If you care about the highest-quality data, or if you have any books published before about 1970, you will want to look into data from libraries, available by Z39.50 protocol and usually in MARC format, or, with a few libraries in Dublin Core, using the SRU/SRW protocol. MARC format is, to a modern programmer, pretty strange stuff. But, one you get it, it's also better data, and includes useful fields like the LCCN, DDC, LCC and LCSH.

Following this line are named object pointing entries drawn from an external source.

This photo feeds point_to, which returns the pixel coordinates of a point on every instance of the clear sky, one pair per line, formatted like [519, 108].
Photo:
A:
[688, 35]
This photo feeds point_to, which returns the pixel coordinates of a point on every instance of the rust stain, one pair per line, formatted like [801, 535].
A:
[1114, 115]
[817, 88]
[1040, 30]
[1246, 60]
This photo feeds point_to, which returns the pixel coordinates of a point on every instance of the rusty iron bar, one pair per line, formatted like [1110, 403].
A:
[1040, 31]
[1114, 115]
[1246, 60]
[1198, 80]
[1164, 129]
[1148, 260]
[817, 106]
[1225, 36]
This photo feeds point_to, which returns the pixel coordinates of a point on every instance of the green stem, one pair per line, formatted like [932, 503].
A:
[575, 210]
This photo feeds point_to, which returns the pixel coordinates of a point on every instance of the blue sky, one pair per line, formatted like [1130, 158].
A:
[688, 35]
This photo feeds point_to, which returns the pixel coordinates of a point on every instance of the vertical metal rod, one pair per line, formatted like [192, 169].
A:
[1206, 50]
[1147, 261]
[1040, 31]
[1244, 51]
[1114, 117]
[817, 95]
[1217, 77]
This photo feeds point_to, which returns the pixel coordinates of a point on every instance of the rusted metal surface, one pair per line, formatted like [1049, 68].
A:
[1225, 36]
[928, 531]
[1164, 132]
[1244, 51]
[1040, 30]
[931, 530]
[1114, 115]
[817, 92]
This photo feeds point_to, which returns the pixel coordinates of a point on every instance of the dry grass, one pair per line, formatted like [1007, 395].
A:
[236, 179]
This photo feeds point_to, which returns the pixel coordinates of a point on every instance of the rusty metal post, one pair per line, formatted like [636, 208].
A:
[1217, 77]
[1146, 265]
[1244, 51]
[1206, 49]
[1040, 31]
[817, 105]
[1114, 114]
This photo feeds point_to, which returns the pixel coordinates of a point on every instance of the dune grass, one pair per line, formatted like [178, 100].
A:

LibraryThing runs off a homemade Python library that queries some 680 libraries and converts the many flavors of MARC into Amazon-compatible XML, with extras. We are currently reluctant to release the code, but may be releasing a service soon.

A: 

This seems to be a lot of overkill for a home project. I recently installed zbarcam (and zbarimg as part of the zbar tools package) on Ubuntu 9.10, and have found that it can work very nicely with the webcam built into my Sony Vaio P series netbook. I can set it to "raw" to scan a book's UPC barcode for the ISBN number, and that works fairly well (many books yield the code even before the camera fully focuses, others just don't want to be scanned no matter how clear the image...). I save those captured ISBN numbers to a simple text file, and want to have a shell script read each, plug it into a URL to pass to lynx or links with the "-dump" option to get basic book info to then capture into another text file for my home library "database". I am thinking of having the file names reflect the location - i.e. "homeoffice-small-shelf.lib", "comp-room-case-1.lib", etc. Just trying to KISS it.

That all seems to be too simple for what I have found so far with sites like books.google.com, worldcat.org, and isbndb.com which want to spit out lots of graphically oriented web page output (google), API's for Java, or xml (isbn.db) that lynx/linx cannot seem to capture (I see just the last line). Am I not looking for this simple text mode web interface/output the right way, or does it not even exist?

TIA, RO

rokky
A: 

Google has is own API for Google Books that let's you query Google Book database with ease. The protocol is XML based, you can view the technical information about it here.

I wrote a simple wrapper to query the API, you can find the source here. Here's how you can use it to get the title of a book by his ISBN.

<?php
include('BookSearcher.class.php');    
$googleBook = new BookSearcher();

$book= $googleBook->getBookByISBN('2844272592');
echo $book['titre'];
?>

I haven't done any documentation in English for that project yet, but if anyone need it, I will do the translation.